Chinese president stands by Suu Kyi
NAYPYIDAW, MYANMAR: China and Myanmar inked dozens of mammoth infrastructure and trade deals after a meeting on Saturday between President Xi Jinping and leader Aung San Suu Kyi, as Beijing doubles down on its support for a government under fire for its treatment of Rohingya Muslims.
The Chinese leader’s two-day state visit to Myanmar’s purposebuilt capital comes as Western investors cast a wide berth around the country due to the
Rohingya crisis.
A 2017 military crackdown on the Muslim minority, which UN investigators have called genocide, forced some 740,000 people over the border into Bangladesh.
Beijing has stood strongly beside Myanmar and the Asian giant is now the country’s largest investor even as distrust of its ambitions lingers among the public.

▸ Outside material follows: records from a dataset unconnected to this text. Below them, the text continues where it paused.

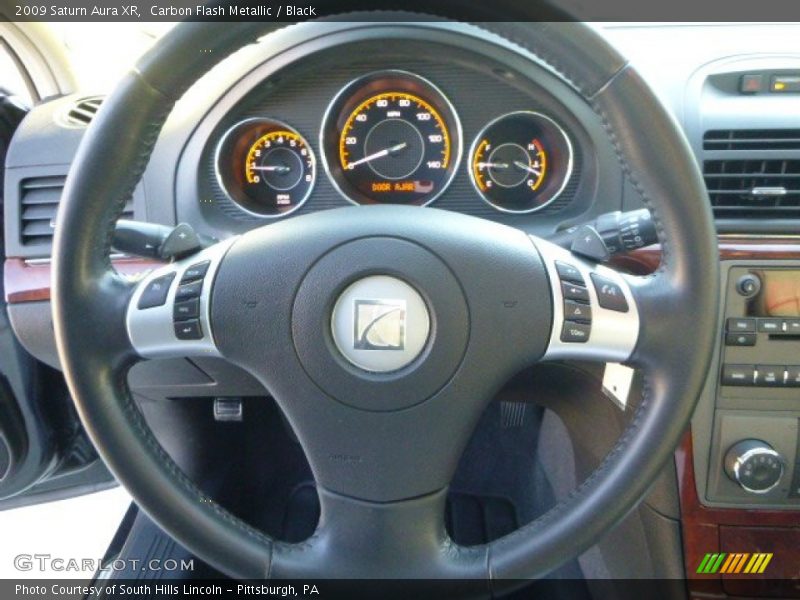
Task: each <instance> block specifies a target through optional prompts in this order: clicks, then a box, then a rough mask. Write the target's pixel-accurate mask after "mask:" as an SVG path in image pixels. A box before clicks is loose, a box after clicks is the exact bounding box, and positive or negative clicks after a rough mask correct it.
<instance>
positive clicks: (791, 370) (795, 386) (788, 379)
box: [786, 367, 800, 387]
mask: <svg viewBox="0 0 800 600" xmlns="http://www.w3.org/2000/svg"><path fill="white" fill-rule="evenodd" d="M786 385H788V386H789V387H800V367H786Z"/></svg>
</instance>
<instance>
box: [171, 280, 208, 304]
mask: <svg viewBox="0 0 800 600" xmlns="http://www.w3.org/2000/svg"><path fill="white" fill-rule="evenodd" d="M202 289H203V280H202V279H201V280H200V281H195V282H193V283H184V284H182V285H179V286H178V291H177V292H175V300H187V299H189V298H198V297H199V296H200V291H201V290H202Z"/></svg>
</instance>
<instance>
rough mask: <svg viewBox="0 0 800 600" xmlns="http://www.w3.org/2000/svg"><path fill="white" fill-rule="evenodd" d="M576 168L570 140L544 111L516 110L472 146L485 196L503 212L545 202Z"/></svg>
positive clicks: (483, 131)
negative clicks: (572, 160)
mask: <svg viewBox="0 0 800 600" xmlns="http://www.w3.org/2000/svg"><path fill="white" fill-rule="evenodd" d="M571 173H572V145H571V144H570V141H569V138H568V137H567V135H566V134H565V133H564V130H563V129H561V127H559V125H558V124H557V123H556V122H555V121H553V120H552V119H550V118H549V117H546V116H545V115H542V114H540V113H535V112H515V113H510V114H507V115H504V116H502V117H500V118H498V119H495V120H494V121H492V122H491V123H489V124H488V125H487V126H486V127H485V128H484V129H483V131H482V132H481V133H480V134H479V135H478V137H477V139H476V140H475V142H474V144H473V146H472V151H471V152H470V176H471V178H472V182H473V183H474V184H475V188H476V189H477V190H478V192H479V193H480V195H481V197H482V198H483V199H484V200H486V202H488V203H489V204H491V205H492V206H494V207H495V208H497V209H498V210H501V211H503V212H510V213H529V212H533V211H536V210H539V209H541V208H544V207H545V206H547V205H548V204H550V203H551V202H552V201H553V200H555V199H556V198H557V197H558V195H559V194H560V193H561V192H562V191H563V189H564V187H565V186H566V185H567V181H569V177H570V175H571Z"/></svg>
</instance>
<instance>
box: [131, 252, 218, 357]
mask: <svg viewBox="0 0 800 600" xmlns="http://www.w3.org/2000/svg"><path fill="white" fill-rule="evenodd" d="M232 243H233V240H232V239H230V240H226V241H223V242H219V243H217V244H215V245H213V246H211V247H209V248H206V249H205V250H202V251H201V252H198V253H197V254H194V255H192V256H190V257H187V258H184V259H183V260H180V261H177V262H173V263H170V264H168V265H164V266H163V267H160V268H158V269H156V270H154V271H153V272H151V273H149V274H148V275H147V276H146V277H145V278H144V279H142V280H141V281H140V282H139V283H138V284H137V286H136V289H135V290H134V292H133V295H132V296H131V300H130V303H129V304H128V308H127V314H126V327H127V330H128V337H129V338H130V342H131V345H132V346H133V348H134V350H135V351H136V353H137V354H138V355H139V356H141V357H143V358H170V357H182V356H220V352H219V350H218V349H217V346H216V343H215V341H214V333H213V328H212V323H211V314H210V313H211V311H210V304H211V290H212V288H213V285H214V278H215V277H216V274H217V271H218V270H219V266H220V263H221V262H222V258H223V257H224V256H225V253H226V252H227V251H228V248H230V246H231V244H232Z"/></svg>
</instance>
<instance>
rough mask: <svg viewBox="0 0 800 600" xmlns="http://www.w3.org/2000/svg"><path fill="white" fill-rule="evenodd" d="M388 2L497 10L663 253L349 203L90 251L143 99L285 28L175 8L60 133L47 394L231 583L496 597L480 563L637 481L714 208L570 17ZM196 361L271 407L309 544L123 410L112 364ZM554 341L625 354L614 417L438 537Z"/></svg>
mask: <svg viewBox="0 0 800 600" xmlns="http://www.w3.org/2000/svg"><path fill="white" fill-rule="evenodd" d="M402 4H403V8H404V9H406V10H414V11H419V12H422V13H426V14H430V15H433V16H435V17H446V18H447V17H451V18H459V17H460V18H464V16H465V15H466V16H467V17H468V18H470V19H472V18H473V17H474V18H475V20H489V19H490V18H491V14H497V11H499V13H500V14H503V15H505V16H506V17H507V19H508V21H509V22H507V23H483V24H482V25H481V27H484V28H485V29H487V30H490V31H491V32H493V33H495V34H497V35H500V36H503V37H505V38H507V39H509V40H511V41H512V42H513V43H514V44H516V45H517V46H519V47H521V48H522V49H523V50H524V51H525V52H528V53H530V54H532V55H533V56H534V57H536V59H537V60H539V61H540V62H541V63H543V64H545V65H546V66H548V67H549V68H550V69H552V70H553V72H554V73H556V74H557V75H558V76H559V77H561V79H563V80H564V81H565V82H566V83H567V84H568V85H569V86H571V87H572V88H573V89H574V90H575V93H576V94H579V95H580V96H581V97H582V98H583V99H584V101H585V102H586V103H587V104H588V105H589V106H591V108H592V109H593V110H594V112H595V113H596V114H597V115H598V118H599V119H600V120H601V121H602V123H603V124H604V127H605V130H606V131H607V133H608V137H609V139H610V141H611V143H612V145H613V147H614V149H615V151H616V153H617V156H618V158H619V162H620V164H621V165H622V168H623V170H624V172H625V173H626V175H627V177H628V178H629V180H630V182H631V183H632V184H633V185H634V186H635V188H636V189H637V190H638V192H639V193H640V194H641V196H642V198H643V199H644V201H645V203H646V205H647V206H648V208H649V209H650V210H651V212H652V216H653V220H654V222H655V225H656V228H657V231H658V235H659V239H660V243H661V248H662V264H661V266H660V268H659V269H658V271H657V272H656V273H654V274H653V275H650V276H647V277H634V276H629V275H625V274H621V273H619V272H617V271H615V270H612V269H610V268H607V267H604V266H599V265H596V264H593V263H589V262H584V261H582V260H580V259H579V258H577V257H575V256H573V255H572V254H570V253H569V252H567V251H565V250H562V249H561V248H559V247H557V246H555V245H552V244H550V243H548V242H547V241H546V240H543V239H540V238H537V237H533V236H529V235H526V234H525V233H523V232H521V231H519V230H517V229H513V228H511V227H506V226H503V225H499V224H495V223H492V222H488V221H485V220H481V219H477V218H473V217H469V216H465V215H461V214H456V213H451V212H446V211H441V210H436V209H433V208H418V207H402V206H372V207H350V208H342V209H337V210H330V211H323V212H319V213H315V214H310V215H307V216H300V217H296V218H292V219H288V220H284V221H281V222H278V223H275V224H271V225H268V226H264V227H261V228H258V229H255V230H253V231H251V232H249V233H247V234H245V235H242V236H241V237H237V238H232V239H229V240H225V241H222V242H219V243H218V244H216V245H215V246H212V247H210V248H208V249H206V250H204V251H202V252H201V253H199V254H197V255H195V256H192V257H190V258H188V259H184V260H182V261H178V262H175V263H171V264H169V265H165V266H164V267H162V268H159V269H157V270H156V271H154V272H153V273H151V274H150V275H149V276H147V277H146V278H145V279H144V280H142V281H139V282H130V281H128V280H126V279H124V278H122V277H121V276H119V275H118V274H117V273H116V272H115V271H114V269H113V267H112V265H111V262H110V260H109V252H110V242H111V238H112V232H113V229H114V224H115V221H116V219H117V218H118V216H119V215H120V213H121V211H122V209H123V205H124V203H125V200H126V199H127V198H128V197H130V195H131V193H132V190H133V189H134V187H135V185H136V183H137V181H138V180H139V178H140V177H141V174H142V172H143V170H144V168H145V165H146V164H147V162H148V157H149V154H150V151H151V149H152V147H153V145H154V143H155V141H156V139H157V137H158V135H159V132H160V130H161V128H162V125H163V123H164V121H165V119H166V116H167V115H168V113H169V112H170V110H171V108H172V107H173V105H174V103H175V101H176V100H177V99H178V98H179V97H180V96H181V95H182V94H183V92H184V91H185V90H186V89H187V88H188V87H189V86H190V85H191V84H192V83H193V82H195V81H196V80H197V79H198V78H199V77H200V76H201V75H203V74H204V73H205V72H206V71H208V69H209V68H210V67H211V66H213V65H214V64H216V63H217V62H218V61H219V60H221V59H222V58H223V57H225V56H227V55H229V54H230V53H231V52H233V51H235V50H236V49H238V48H240V47H243V46H244V45H245V44H248V43H252V42H254V41H255V40H256V39H257V38H259V37H260V36H263V35H264V34H266V33H268V32H270V31H274V30H276V29H278V28H280V27H282V25H280V24H275V23H271V24H270V23H255V22H251V23H242V24H239V25H237V26H233V25H231V24H219V23H183V24H180V25H178V26H177V27H176V28H175V29H174V30H173V31H171V32H170V33H169V34H167V35H166V36H165V37H164V38H163V39H162V40H160V41H159V42H158V43H157V44H156V45H155V47H154V48H153V49H152V50H151V51H150V52H149V53H148V54H147V55H145V56H144V57H143V58H142V59H141V60H140V61H139V63H138V66H137V68H136V69H134V70H133V71H132V72H130V73H129V74H128V75H127V76H126V77H125V79H124V80H123V81H122V82H121V83H120V84H119V86H118V87H117V89H116V90H115V91H114V92H113V93H112V94H111V95H110V96H109V97H108V98H107V99H106V101H105V102H104V104H103V107H102V109H101V110H100V112H99V113H98V115H97V117H96V119H95V121H94V123H93V124H92V125H91V127H90V128H89V130H88V131H87V132H86V135H85V137H84V139H83V141H82V143H81V146H80V149H79V151H78V153H77V156H76V158H75V161H74V163H73V166H72V169H71V171H70V174H69V177H68V181H67V185H66V189H65V191H64V197H63V200H62V204H61V208H60V212H59V217H58V227H57V233H56V239H55V248H54V266H53V269H54V298H53V314H54V321H55V332H56V339H57V344H58V350H59V355H60V358H61V363H62V365H63V369H64V374H65V377H66V380H67V383H68V385H69V389H70V391H71V393H72V396H73V398H74V400H75V403H76V405H77V408H78V411H79V413H80V417H81V419H82V421H83V424H84V426H85V428H86V431H87V432H88V434H89V435H90V436H91V439H92V440H93V442H94V444H95V445H96V447H97V449H98V451H99V453H100V454H101V456H102V457H103V459H104V460H105V462H106V463H107V465H108V467H109V468H110V469H111V471H112V472H113V473H114V474H115V476H116V477H117V478H118V480H119V481H120V482H121V483H122V485H123V486H125V488H126V489H127V490H128V491H129V492H130V494H131V495H132V496H133V498H134V500H135V501H136V502H137V504H138V505H139V506H140V507H141V508H142V509H143V510H144V511H146V512H147V513H148V514H149V515H150V516H151V517H152V518H153V519H154V520H155V521H156V522H157V523H158V524H159V525H160V526H161V527H162V528H163V529H164V531H166V532H167V533H169V534H170V535H171V536H173V537H174V538H175V539H176V540H177V541H178V542H180V543H181V544H183V545H184V546H185V547H186V548H187V549H188V550H190V551H191V552H192V553H194V554H195V555H196V556H198V557H200V558H201V559H203V560H204V561H206V562H207V563H209V564H210V565H212V566H213V567H216V568H217V569H219V570H221V571H223V572H224V573H226V574H227V575H229V576H231V577H234V578H241V579H262V578H270V577H277V578H310V577H315V578H320V577H323V578H343V577H344V578H346V577H364V578H374V577H376V576H378V577H386V578H417V579H436V578H448V579H458V578H465V579H469V580H473V581H477V582H480V586H481V588H482V589H483V590H484V592H491V593H495V592H497V591H498V589H501V587H502V580H512V579H516V580H519V579H525V578H533V577H538V576H542V575H544V574H546V573H548V572H549V571H551V570H552V569H554V568H555V567H557V566H558V565H560V564H561V563H563V562H564V561H566V560H568V559H570V558H572V557H574V556H576V555H577V554H579V553H580V552H582V551H583V550H585V549H587V548H588V547H590V546H591V545H592V544H593V543H595V542H596V541H597V540H598V539H599V538H600V537H601V536H602V535H603V534H604V532H606V531H607V530H609V528H611V527H612V526H614V525H615V524H616V523H617V522H618V521H620V520H621V519H622V518H623V517H624V516H625V515H626V514H627V513H628V512H629V511H630V510H631V509H632V508H633V507H634V506H635V505H636V504H637V502H638V501H639V500H640V499H641V498H642V497H643V495H644V494H645V493H646V491H647V489H648V487H649V486H650V484H651V483H652V482H653V481H654V479H655V478H656V476H657V475H658V473H659V471H660V469H661V468H662V467H663V466H664V464H665V463H666V461H667V460H668V459H669V458H670V457H671V454H672V452H673V450H674V449H675V447H676V445H677V443H678V441H679V439H680V436H681V434H682V433H683V432H684V430H685V428H686V426H687V424H688V422H689V419H690V416H691V414H692V411H693V408H694V405H695V402H696V399H697V397H698V394H699V392H700V390H701V386H702V384H703V381H704V379H705V377H706V375H707V372H706V371H707V367H708V364H709V359H710V356H711V351H712V347H713V341H714V337H715V334H714V327H715V325H716V318H715V315H716V311H717V310H718V308H717V307H718V303H717V301H718V295H719V285H718V279H719V278H718V268H719V266H718V260H717V249H716V236H715V231H714V226H713V220H712V216H711V212H710V209H709V208H708V202H707V201H706V194H705V191H704V188H703V183H702V180H701V177H700V175H699V173H698V169H697V166H696V165H695V163H694V161H693V160H692V158H691V156H692V154H691V151H690V149H689V147H688V144H687V142H686V140H685V139H684V137H683V135H682V134H681V133H680V131H679V129H678V126H677V125H676V123H675V122H674V120H673V119H672V117H671V116H670V115H669V114H668V113H667V112H666V111H665V110H664V108H663V107H662V106H661V104H660V103H659V102H658V101H657V99H656V98H655V97H654V95H653V93H652V92H651V90H650V89H649V88H648V86H647V85H646V84H645V83H644V82H643V81H642V79H641V78H640V77H639V76H638V74H637V73H636V72H635V71H634V69H633V68H631V66H630V65H628V64H627V63H626V62H625V61H624V60H623V59H622V58H621V57H620V56H619V55H618V54H617V53H616V52H615V51H614V50H613V49H612V48H611V47H610V46H609V45H608V44H607V43H606V42H605V41H604V40H603V39H602V38H600V37H599V36H598V35H597V34H596V33H594V32H593V31H592V30H591V29H589V28H588V27H586V26H583V25H579V24H576V23H556V24H546V23H534V22H532V21H536V20H537V17H540V16H541V13H539V14H537V12H536V10H535V9H536V7H537V5H536V4H535V3H526V2H518V1H517V0H495V1H494V2H492V3H472V2H469V1H468V0H463V1H452V2H447V3H443V4H442V5H441V6H437V5H434V4H431V3H427V2H411V3H409V2H404V3H402ZM486 4H491V9H489V8H485V7H484V6H482V5H486ZM317 8H318V10H320V11H322V12H323V13H327V14H331V13H343V12H345V11H351V10H353V11H356V10H363V9H369V8H372V3H371V2H368V1H364V2H361V1H359V0H354V1H351V2H344V3H343V2H340V1H338V0H336V1H335V2H334V0H321V1H319V2H317ZM490 10H491V12H490ZM200 49H202V50H203V51H201V50H200ZM275 257H280V259H279V260H276V258H275ZM576 283H582V284H583V285H584V286H585V287H584V288H583V289H584V290H585V293H586V294H587V295H588V299H589V300H590V302H591V309H592V321H591V327H590V331H589V333H588V335H587V336H584V337H583V338H581V339H578V340H575V339H574V338H573V337H571V336H572V334H578V332H575V331H570V325H569V323H567V322H566V321H565V314H564V306H565V304H564V300H565V296H569V295H570V294H571V293H572V292H574V291H575V290H573V289H571V288H574V287H575V284H576ZM176 297H177V298H178V299H180V298H182V297H195V298H197V297H199V313H198V314H199V316H198V320H197V325H196V327H193V328H188V329H182V330H180V331H179V330H178V328H176V326H175V325H174V323H173V306H174V303H175V300H176ZM376 298H377V299H380V300H379V301H378V302H377V303H376V302H372V304H370V302H371V301H374V300H375V299H376ZM378 321H381V323H380V331H379V333H380V335H378V334H375V335H372V333H371V331H372V327H373V326H374V325H375V324H376V323H377V322H378ZM189 329H191V331H189ZM579 337H580V335H579ZM570 340H572V341H570ZM370 345H371V346H370ZM197 355H212V356H220V357H224V358H225V359H227V360H228V361H230V362H232V363H234V364H236V365H239V366H240V367H242V368H244V369H246V370H247V371H249V372H250V373H252V374H253V375H254V376H255V377H256V378H257V379H258V380H259V381H260V382H261V383H262V384H263V385H264V387H265V388H266V389H267V390H268V391H269V393H270V394H271V395H272V396H273V397H274V398H275V400H276V402H277V403H278V404H279V406H280V408H281V409H282V411H283V412H284V413H285V415H286V417H287V419H288V421H289V422H290V424H291V427H292V428H293V430H294V432H295V433H296V435H297V438H298V439H299V441H300V443H301V444H302V447H303V449H304V451H305V453H306V455H307V457H308V460H309V464H310V466H311V468H312V471H313V475H314V477H315V480H316V483H317V490H318V494H319V500H320V504H321V517H320V521H319V525H318V527H317V530H316V532H315V533H314V534H313V535H312V537H311V538H310V539H308V540H306V541H304V542H302V543H298V544H290V543H285V542H281V541H279V540H275V539H271V538H270V537H268V536H267V535H265V534H264V533H262V532H260V531H257V530H255V529H254V528H252V527H250V526H249V525H247V524H246V523H244V522H242V521H241V520H239V519H238V518H236V517H234V516H233V515H231V514H230V513H229V512H227V511H226V510H225V509H223V508H222V507H221V506H219V505H217V504H216V503H215V502H214V501H213V500H212V499H210V498H208V497H207V496H206V495H204V494H203V493H202V492H200V491H199V490H198V488H197V487H196V486H195V485H194V484H193V483H191V482H190V481H189V480H188V479H187V478H186V477H185V476H184V474H183V473H182V472H181V471H180V470H179V469H178V468H177V466H176V465H175V464H174V463H173V461H172V460H171V459H170V458H169V456H167V454H166V453H165V452H164V451H163V449H162V448H161V446H160V445H159V444H158V442H157V441H156V440H155V438H154V437H153V435H152V433H151V432H150V430H149V428H148V427H147V425H146V424H145V422H144V420H143V418H142V416H141V414H140V412H139V411H138V409H137V407H136V405H135V404H134V402H133V400H132V398H131V395H130V392H129V390H128V388H127V383H126V373H127V371H128V369H129V368H130V366H131V365H132V364H134V363H135V362H136V361H137V360H141V359H142V358H152V357H166V356H197ZM568 358H576V359H588V360H596V361H602V362H606V361H614V362H627V363H628V364H630V365H632V366H635V367H637V368H639V369H641V370H642V372H643V375H644V381H645V384H644V397H643V400H642V401H641V403H640V405H639V407H638V409H637V412H636V414H635V416H634V417H633V418H632V420H631V423H630V425H629V426H628V428H627V429H626V431H625V432H624V434H623V436H622V437H621V439H620V440H619V441H618V443H617V444H616V446H615V447H614V449H613V450H612V451H611V452H610V453H609V455H608V456H607V457H606V458H605V460H604V461H603V462H602V464H601V465H600V466H599V467H598V468H597V470H596V471H595V472H594V473H593V474H592V475H591V476H590V477H589V478H588V479H587V480H586V481H585V482H584V483H583V484H582V485H580V487H579V488H578V489H577V490H575V491H574V492H573V493H572V494H571V495H570V496H569V497H568V498H567V499H565V500H564V501H562V502H561V503H560V504H558V505H557V506H556V507H554V508H553V509H552V510H550V511H549V512H548V513H546V514H545V515H543V516H542V517H541V518H539V519H538V520H535V521H534V522H532V523H530V524H528V525H526V526H524V527H522V528H521V529H519V530H517V531H515V532H514V533H511V534H509V535H507V536H505V537H503V538H500V539H498V540H496V541H494V542H492V543H489V544H487V545H482V546H476V547H461V546H458V545H456V544H455V543H454V542H453V541H452V540H450V539H449V538H448V536H447V533H446V530H445V525H444V512H445V510H444V507H445V498H446V491H447V487H448V483H449V481H450V479H451V477H452V475H453V473H454V471H455V469H456V465H457V463H458V460H459V457H460V455H461V453H462V450H463V449H464V447H465V445H466V443H467V441H468V439H469V437H470V434H471V432H472V431H473V428H474V427H475V426H476V424H477V422H478V419H479V417H480V415H481V413H482V411H483V409H484V408H485V407H486V406H487V403H488V402H489V401H490V399H491V398H492V396H493V394H495V393H496V392H497V391H498V390H499V388H500V387H501V386H502V385H503V384H504V383H505V382H506V381H507V380H508V379H509V378H510V377H511V376H512V375H513V374H515V373H517V372H519V371H520V370H521V369H523V368H525V367H527V366H529V365H532V364H534V363H536V362H538V361H542V360H549V359H568Z"/></svg>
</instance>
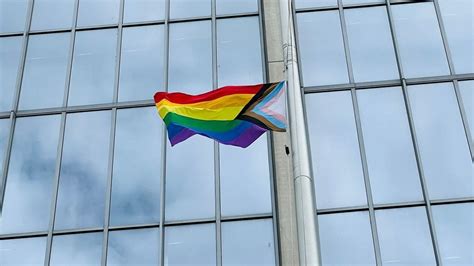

More than 30 agreements were signed on Saturday, Xi’s final day of his visit.
Details on the amount of the package were scant but among the 33 deals was a concession and shareholders agreement on the $1.3 billion-dollar Kyaukhphyu deep-sea port and economic zone.
After arriving on Friday Xi called the visit a “historical moment” for relations between the two neighbours, according to state-run newspaper the Global New Light of Myanmar.
Myanmar leader Suu Kyi said the country will always be at China’s side. “It goes without saying that a neighbouring country has no other choice, but to stand together till the end of the world,” she said during a celebration late Friday.